Após o falecimento da artista, em agosto do ano passado, Oppido acabou sendo convidado para avaliar o acervo do casal, com vistas a uma possível doação. "Expliquei que o material tinha muito uso, estava bem desgastado e seria dificultoso dar destino a ele", conta Oppido, em entrevista ao Jornal do Comércio. "Me foi dito, então, que eu poderia ficar com o que me interessasse. Acabei ficando com esse dicionário e com uma outra revista de fotografia, da década de 1960, muito pelo trabalho que desenvolvo sobre shunga", acrescenta.
A presença do dicionário acabou virando, de forma inesperada, uma provocação artística para seu novo dono. "O dicionário físico é uma nuvem semântica, como diz o (compositor e ensaísta) José Miguel Wisnik. Várias palavras acabam convivendo naquelas páginas duplas. Fiquei impressionado pelo fato do volume ter sido muito usado, e pensando em como ele tinha sido uma interface para acessar um novo país, a partir da língua pátria", explica. "Eu estive desenhando muito durante a pandemia, e o dicionário ficava sempre a poucos metros dos meus olhos. Aí, como eu sempre gostei de desenhar em superfície, resolvi abri-lo e fazer uma seleção de palavras que tivessem ligação com o universo do shunga."
A próxima etapa foi chamar Celina Ishikawa, que criou pequenos versos eróticos a partir de cada palavra-chave escolhida originalmente pelo ilustrador. Na hora de dar acabamento ao livro, Oppido optou por um formato que remetesse às embalagens tradicionais japonesas - "uma peça muito concisa, sintética e que tivesse um ritual de manuseio", afirma. O resultado final é, nas palavras do autor, uma espécie de objeto-tributo a Sachiko Koshikoku e Michio Osawa, que reinventa criativamente um objeto que marcou a trajetória de ambos no Brasil - além de, é claro, propor novas camadas de significado a essa interação entre culturas (aparentemente) tão distantes.

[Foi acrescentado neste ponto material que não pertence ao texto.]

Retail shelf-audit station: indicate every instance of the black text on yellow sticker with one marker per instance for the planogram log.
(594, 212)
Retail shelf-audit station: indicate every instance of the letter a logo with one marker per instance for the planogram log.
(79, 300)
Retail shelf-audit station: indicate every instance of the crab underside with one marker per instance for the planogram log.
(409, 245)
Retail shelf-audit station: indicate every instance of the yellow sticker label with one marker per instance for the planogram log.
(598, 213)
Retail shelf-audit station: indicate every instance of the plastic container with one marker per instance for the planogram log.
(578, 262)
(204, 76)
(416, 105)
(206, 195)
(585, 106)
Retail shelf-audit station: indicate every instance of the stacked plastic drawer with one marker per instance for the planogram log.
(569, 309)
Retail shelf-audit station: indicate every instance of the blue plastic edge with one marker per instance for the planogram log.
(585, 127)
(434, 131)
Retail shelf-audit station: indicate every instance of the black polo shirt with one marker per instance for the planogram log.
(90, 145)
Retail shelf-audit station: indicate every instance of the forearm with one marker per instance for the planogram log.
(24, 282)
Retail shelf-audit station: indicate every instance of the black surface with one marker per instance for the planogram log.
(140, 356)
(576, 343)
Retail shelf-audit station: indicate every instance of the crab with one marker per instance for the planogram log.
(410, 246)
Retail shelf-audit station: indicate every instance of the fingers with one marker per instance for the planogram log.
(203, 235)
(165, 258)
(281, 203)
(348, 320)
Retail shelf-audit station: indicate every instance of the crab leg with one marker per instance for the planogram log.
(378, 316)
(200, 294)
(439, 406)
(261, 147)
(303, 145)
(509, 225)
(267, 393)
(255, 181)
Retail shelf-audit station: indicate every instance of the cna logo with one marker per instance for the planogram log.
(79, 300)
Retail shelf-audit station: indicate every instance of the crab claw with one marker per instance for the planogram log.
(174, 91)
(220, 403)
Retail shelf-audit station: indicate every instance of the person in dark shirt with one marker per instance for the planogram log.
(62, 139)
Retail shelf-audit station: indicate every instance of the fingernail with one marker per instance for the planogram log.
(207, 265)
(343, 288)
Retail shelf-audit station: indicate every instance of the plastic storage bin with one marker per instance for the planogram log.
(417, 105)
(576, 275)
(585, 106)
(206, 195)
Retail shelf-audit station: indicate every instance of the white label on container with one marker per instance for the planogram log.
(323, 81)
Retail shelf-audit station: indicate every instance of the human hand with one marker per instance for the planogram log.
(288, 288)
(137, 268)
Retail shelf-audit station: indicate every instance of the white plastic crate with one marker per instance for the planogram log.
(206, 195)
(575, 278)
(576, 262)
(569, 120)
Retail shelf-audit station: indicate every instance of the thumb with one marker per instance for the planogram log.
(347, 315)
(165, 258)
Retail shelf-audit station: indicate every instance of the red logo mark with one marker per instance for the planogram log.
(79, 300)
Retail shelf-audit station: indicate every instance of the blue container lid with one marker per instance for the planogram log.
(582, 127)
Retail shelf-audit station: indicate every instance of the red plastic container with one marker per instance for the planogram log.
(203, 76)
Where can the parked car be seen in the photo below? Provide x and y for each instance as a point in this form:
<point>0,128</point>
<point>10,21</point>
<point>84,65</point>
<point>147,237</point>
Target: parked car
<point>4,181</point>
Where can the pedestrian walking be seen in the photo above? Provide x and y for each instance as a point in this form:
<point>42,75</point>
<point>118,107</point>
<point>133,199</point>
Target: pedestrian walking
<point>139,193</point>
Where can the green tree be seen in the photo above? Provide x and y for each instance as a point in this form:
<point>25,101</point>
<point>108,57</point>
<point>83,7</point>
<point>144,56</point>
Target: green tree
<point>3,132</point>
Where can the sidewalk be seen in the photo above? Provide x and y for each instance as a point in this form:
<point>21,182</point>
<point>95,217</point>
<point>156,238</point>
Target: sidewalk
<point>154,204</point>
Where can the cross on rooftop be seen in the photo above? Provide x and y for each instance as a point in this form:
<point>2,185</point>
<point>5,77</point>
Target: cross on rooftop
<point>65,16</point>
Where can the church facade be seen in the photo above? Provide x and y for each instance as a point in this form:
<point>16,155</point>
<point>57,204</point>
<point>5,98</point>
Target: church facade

Do mesmo modo que um dicionário (erótico ou não) se desdobra em diferentes direções, o Pequeno dicionário erótico ilustrado japonês português japonês deve ganhar outros contornos no futuro próximo. Alguns versos de Celina, com acento pronunciado para o feminino ou masculino, devem ser transformados em vídeo, com trilha sonora de Ricardo Severo. "Mais adiante, eu penso em dar desdobramento como coreografia, já que eu fotografo dança com frequência também. São uma série de vetores, em suportes diferentes", explica.
E a revista dos anos 1960, que Oppido tomou para si junto com o dicionário de Sachiko e Michio, também vai virar arte em breve. A ideia, que o artista descreve como "uma espécie de revista-revista", está sendo desenvolvida ao lado da pesquisadora de cultura japonesa Christine Greiner. Resta aguardar para ver de que modo será concretizada mais essa ponte entre mundos: Japão e Brasil, palavra e imaginação.